What was left after the suckers were removed
What do you do with a climbing rose which is bare for the first 2m? I could have cut it back hard and let it start again, but the client was by no means young and she’d been ill recently. I wished her to have her rose back as quickly as possible, so I looked for other options. It struck me that I could trick it into thinking it had been cut back by taking a notch out of the lower stem, cutting into the cambium just above a dormant bud, and seeing if this broke the bud dormancy.
That was at the end of September and the rose was left to think about it over winter. Spring broke and I checked the stem at every visit I made to the garden, searching for a sign of growth. It finally arrived, a little red nub poking out of the bark.
The red nub made short work of growing, fast becoming a thick, very thorny stem. In the following weeks more red nubs appeared and seven new stems erupted from the bare wood. New wires were put up to support them and the training began.
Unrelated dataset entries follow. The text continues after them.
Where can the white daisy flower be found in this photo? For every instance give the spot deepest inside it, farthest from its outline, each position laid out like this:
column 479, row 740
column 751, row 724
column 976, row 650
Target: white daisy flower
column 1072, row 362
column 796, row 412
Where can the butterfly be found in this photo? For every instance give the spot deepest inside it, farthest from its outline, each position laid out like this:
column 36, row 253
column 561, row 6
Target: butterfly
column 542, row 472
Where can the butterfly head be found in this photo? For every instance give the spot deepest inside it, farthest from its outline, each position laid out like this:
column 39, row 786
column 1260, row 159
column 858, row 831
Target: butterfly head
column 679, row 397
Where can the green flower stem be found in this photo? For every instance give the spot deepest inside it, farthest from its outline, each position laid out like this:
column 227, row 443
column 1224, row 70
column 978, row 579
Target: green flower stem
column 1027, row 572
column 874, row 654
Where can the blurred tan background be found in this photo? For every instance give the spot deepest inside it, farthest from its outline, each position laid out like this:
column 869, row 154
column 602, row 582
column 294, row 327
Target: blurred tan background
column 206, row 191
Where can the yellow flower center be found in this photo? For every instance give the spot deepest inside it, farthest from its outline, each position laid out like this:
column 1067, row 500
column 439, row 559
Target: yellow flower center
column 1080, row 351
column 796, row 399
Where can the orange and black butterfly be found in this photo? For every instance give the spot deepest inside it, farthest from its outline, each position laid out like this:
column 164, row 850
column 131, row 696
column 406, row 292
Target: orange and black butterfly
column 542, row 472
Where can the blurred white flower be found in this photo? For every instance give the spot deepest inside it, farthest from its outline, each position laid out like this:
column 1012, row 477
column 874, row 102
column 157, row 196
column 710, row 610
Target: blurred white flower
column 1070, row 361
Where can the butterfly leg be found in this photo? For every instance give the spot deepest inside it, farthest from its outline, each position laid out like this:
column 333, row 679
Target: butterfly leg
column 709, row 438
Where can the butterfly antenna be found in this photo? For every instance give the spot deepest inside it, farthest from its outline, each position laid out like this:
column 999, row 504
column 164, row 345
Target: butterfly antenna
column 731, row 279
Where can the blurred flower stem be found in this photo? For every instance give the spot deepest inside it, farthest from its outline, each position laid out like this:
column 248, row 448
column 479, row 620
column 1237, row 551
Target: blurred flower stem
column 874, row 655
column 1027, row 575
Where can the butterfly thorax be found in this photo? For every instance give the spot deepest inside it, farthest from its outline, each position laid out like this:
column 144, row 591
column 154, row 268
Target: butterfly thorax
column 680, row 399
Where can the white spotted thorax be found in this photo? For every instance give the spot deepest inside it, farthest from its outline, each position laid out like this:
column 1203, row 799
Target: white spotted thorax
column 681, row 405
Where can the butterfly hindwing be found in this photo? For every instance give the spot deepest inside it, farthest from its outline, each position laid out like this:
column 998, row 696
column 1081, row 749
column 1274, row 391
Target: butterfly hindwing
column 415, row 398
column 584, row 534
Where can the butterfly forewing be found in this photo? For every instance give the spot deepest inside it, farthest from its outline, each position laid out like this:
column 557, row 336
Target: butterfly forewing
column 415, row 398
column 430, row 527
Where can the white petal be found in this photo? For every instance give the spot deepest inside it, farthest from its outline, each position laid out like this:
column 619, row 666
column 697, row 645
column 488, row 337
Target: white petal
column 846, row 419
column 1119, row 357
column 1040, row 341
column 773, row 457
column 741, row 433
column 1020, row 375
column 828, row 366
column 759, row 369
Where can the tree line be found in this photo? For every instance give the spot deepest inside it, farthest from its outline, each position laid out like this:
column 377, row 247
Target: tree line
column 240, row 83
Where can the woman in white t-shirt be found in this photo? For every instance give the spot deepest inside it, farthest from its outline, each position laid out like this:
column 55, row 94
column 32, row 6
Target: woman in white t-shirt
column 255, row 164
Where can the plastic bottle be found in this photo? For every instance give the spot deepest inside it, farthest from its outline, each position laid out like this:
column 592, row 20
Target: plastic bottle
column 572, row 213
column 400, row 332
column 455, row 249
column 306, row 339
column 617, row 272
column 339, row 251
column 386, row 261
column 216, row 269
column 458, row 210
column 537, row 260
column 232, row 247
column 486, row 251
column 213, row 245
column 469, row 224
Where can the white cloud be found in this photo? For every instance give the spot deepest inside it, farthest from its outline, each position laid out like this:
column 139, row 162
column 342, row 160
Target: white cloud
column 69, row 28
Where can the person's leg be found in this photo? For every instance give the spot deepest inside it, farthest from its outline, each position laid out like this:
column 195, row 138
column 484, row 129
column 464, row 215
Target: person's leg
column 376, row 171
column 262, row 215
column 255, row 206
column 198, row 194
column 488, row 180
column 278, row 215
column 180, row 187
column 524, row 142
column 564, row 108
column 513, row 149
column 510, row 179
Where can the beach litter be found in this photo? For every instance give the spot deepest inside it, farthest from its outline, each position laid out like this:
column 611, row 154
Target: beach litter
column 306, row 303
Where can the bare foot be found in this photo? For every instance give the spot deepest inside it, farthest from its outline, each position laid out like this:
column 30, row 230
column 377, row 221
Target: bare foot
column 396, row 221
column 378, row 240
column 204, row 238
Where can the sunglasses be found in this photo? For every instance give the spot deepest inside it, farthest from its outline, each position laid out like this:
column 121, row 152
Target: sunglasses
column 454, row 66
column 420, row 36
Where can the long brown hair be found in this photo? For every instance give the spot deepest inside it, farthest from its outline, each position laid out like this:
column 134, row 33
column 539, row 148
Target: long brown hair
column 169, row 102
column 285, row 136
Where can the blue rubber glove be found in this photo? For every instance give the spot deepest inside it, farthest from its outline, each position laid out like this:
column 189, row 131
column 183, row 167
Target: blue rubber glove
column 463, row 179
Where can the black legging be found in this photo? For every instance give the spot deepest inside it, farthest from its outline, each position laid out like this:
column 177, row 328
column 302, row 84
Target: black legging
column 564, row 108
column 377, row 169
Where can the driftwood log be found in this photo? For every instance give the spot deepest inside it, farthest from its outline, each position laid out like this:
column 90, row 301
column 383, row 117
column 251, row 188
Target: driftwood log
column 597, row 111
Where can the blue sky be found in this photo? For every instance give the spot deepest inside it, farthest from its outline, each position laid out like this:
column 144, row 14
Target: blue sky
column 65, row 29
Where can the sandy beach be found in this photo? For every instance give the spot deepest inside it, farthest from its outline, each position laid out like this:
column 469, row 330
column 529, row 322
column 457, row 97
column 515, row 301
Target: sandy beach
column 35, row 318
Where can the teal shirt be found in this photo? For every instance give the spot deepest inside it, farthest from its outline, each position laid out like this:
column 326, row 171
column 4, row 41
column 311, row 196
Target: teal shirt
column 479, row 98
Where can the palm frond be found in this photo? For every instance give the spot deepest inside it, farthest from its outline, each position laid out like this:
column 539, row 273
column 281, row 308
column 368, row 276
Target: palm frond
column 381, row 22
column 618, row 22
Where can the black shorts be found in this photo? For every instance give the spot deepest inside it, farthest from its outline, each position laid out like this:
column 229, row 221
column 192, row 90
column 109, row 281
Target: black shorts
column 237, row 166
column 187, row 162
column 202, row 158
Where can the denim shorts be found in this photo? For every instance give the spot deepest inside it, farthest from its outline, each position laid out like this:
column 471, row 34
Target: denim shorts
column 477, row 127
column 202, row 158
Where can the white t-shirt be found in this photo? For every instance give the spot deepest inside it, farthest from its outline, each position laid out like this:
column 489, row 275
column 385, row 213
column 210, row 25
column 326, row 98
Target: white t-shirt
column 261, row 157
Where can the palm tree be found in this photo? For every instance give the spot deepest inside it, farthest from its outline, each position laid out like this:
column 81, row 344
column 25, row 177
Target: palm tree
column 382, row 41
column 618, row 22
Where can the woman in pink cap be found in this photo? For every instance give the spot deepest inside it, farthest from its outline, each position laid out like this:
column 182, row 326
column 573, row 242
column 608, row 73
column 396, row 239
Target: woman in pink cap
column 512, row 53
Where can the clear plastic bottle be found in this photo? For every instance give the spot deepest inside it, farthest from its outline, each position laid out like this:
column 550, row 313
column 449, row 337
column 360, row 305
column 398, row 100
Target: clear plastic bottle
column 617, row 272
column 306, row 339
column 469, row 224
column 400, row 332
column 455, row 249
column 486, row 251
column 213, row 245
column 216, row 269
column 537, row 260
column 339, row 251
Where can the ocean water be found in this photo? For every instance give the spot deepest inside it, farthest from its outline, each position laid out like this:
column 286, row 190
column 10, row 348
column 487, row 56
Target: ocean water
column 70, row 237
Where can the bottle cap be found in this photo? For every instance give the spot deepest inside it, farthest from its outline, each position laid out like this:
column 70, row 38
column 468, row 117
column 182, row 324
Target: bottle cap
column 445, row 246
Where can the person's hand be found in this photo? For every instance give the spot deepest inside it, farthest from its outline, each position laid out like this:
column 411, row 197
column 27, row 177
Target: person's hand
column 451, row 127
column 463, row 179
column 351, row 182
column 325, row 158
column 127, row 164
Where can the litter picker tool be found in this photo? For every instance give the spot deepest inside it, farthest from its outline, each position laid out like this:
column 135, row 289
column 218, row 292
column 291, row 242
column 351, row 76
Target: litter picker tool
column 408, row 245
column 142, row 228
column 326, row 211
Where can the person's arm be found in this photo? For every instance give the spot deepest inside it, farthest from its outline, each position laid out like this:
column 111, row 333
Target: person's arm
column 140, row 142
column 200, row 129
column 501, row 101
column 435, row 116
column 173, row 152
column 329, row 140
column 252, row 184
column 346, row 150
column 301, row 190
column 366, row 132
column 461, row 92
As is done elsewhere, I bent the stems horizontally and have been tying them in so that they curl at the ends. Encouraging horizontal growth changes the plant hormone mix in the stem and promotes the development of flowering buds.
Two years later and it’s flowering well and starting to cover the wall again.
Rose number two. This was another wall trained rose and it was one of the saddest roses I’ve ever seen.
Like the other rose, the stems were bare for several feet. It was a complicated tangle, with long-unpruned stems zigging back and forth across the wall. Others had been bundled up, had wire wrapped around them and then been stuffed behind a drain pipe.
It was hard to see where on the plant growth started and it took a good long session of puzzling before I decided how to tackle the job. It was as well that I started then, too, because the client said two weeks later that he was thinking of taking it out because ‘It’s never done anything’. He’d lived there for nearly 20 years and it had performed so poorly that he couldn’t remember what colour the flowers were.
Work had started in mid-March; fast forward to the end of June. The rose reacted better than my highest expectations. New stems appeared along the bare wood, glossy foliage unfurled all over and large clusters of flower buds burst forth.
One by one, the buds opened until there was a mass of richly scented creamy white flowers and I recognised it as a variety called ‘Wedding Day‘, a truly lovely rambler. There is still plenty of re-shaping to be done, but it came back and that’s what matters. I smiled for weeks about that rose, it made my summer.
The Golden Rule with this type of pruning is called ‘The Three ‘Ds’ – standing for dead, damaged and diseased. Everything coming under those descriptors is removed. After that congested growth is thinned out and you see what you’re left with; often it isn’t very much, but as long as it’s healthy growth it should be okay. Give the plant a good feed, mulch with compost, give plenty of water and you ought to get positive results.